I love being married because…
… I get to do life with my partner.
In case you didn’t know, I am 99% African, 1% superwoman, so the values that were drilled in me were that the woman is the caretaker and the man is the provider. Having spent 14 years of my life with a single mom, I also knew that things didn’t have to be that way because women can be equal, if not better, than some men. My mom and dad separated before I was born and for the longest time, she was both my mom and dad. When I moved to live with my dad, it was the “your place is in the kitchen” scenario that was forced upon me.
So with this as my history, I was taught to believe that if I planned on getting married, I would need to serve my man as best as I could. I assumed that being married was about waiting on a man hand and foot so that he can in turn protect me. And as a result, my poor hubby had to work extra hard at unraveling the false perceptions that had me captive.
My reality is that every single day is about shared responsibilities. Tag-teaming and making decisions together. I love marriage because I get to do life with my partner.
What I miss about being single is…
… Being able to spend my money on vacations.
Before getting married, of course I didn’t have much responsibilities. I was also living with my dad, so all of my salary, subsidies and business allowances just went to savings. And what does a young idiot do when they are given more than they need? Well, they travel anywhere and everywhere, stay in five star hotels and shop nonstop.

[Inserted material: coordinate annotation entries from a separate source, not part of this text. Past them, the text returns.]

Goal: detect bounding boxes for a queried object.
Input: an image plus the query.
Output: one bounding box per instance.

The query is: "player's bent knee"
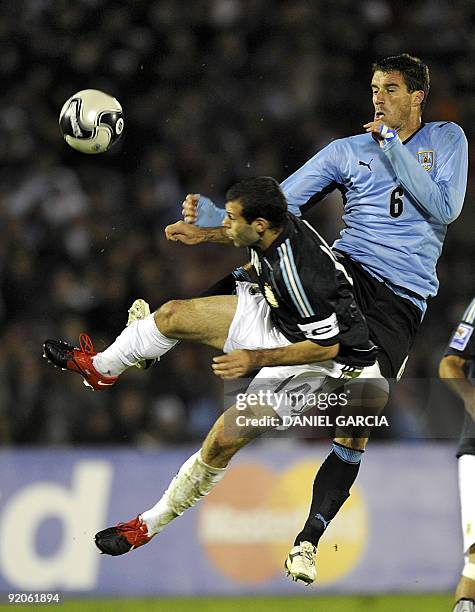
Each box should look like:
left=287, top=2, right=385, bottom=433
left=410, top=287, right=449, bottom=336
left=462, top=555, right=475, bottom=581
left=154, top=300, right=184, bottom=336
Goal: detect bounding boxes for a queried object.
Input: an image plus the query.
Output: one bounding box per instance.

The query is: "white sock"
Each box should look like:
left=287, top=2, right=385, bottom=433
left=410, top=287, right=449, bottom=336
left=142, top=450, right=226, bottom=536
left=92, top=314, right=178, bottom=376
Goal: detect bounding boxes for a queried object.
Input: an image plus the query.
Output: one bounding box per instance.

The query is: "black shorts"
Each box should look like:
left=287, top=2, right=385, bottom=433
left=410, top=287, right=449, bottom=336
left=335, top=252, right=422, bottom=378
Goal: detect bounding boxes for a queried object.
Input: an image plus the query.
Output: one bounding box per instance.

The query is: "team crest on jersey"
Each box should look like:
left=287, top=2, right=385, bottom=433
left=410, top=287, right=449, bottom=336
left=264, top=283, right=279, bottom=308
left=449, top=323, right=473, bottom=351
left=417, top=151, right=434, bottom=172
left=251, top=249, right=262, bottom=276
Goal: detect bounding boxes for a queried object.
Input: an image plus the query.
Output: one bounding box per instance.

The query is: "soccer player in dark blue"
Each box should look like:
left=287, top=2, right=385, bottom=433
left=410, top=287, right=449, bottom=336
left=439, top=297, right=475, bottom=612
left=166, top=54, right=468, bottom=583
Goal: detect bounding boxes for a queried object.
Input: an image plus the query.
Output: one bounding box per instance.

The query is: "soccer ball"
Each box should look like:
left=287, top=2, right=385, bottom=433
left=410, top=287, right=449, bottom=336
left=59, top=89, right=124, bottom=154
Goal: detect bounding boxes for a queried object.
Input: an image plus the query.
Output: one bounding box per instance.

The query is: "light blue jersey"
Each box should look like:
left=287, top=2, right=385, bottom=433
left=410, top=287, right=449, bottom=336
left=282, top=122, right=468, bottom=312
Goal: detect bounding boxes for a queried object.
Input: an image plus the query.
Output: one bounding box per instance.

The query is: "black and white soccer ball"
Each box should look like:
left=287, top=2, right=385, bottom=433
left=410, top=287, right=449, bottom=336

While I don’t miss the lifestyle I had, I do miss the financial liberty to just make decisions alone. My husband and I both work, but we make sure that all of our decisions are made together – save gifts and personal upkeep. I do think my life is better now because there is more structure and a clear goal. But there are always going to be days that I want to spend on absolute nonsense… Then I remember that we have school fees, a mortgage, and whatever else grown ups deal with.
If I had to do it again, I would…
… Definitely marry my prince charming all over again!
Life isn’t perfect, he isn’t perfect and our marriage isn’t perfect. But it is beautiful in all of its flaws. As Charlotte from Sex and the City once said, “I’m happy every day. Not all day, but every day.”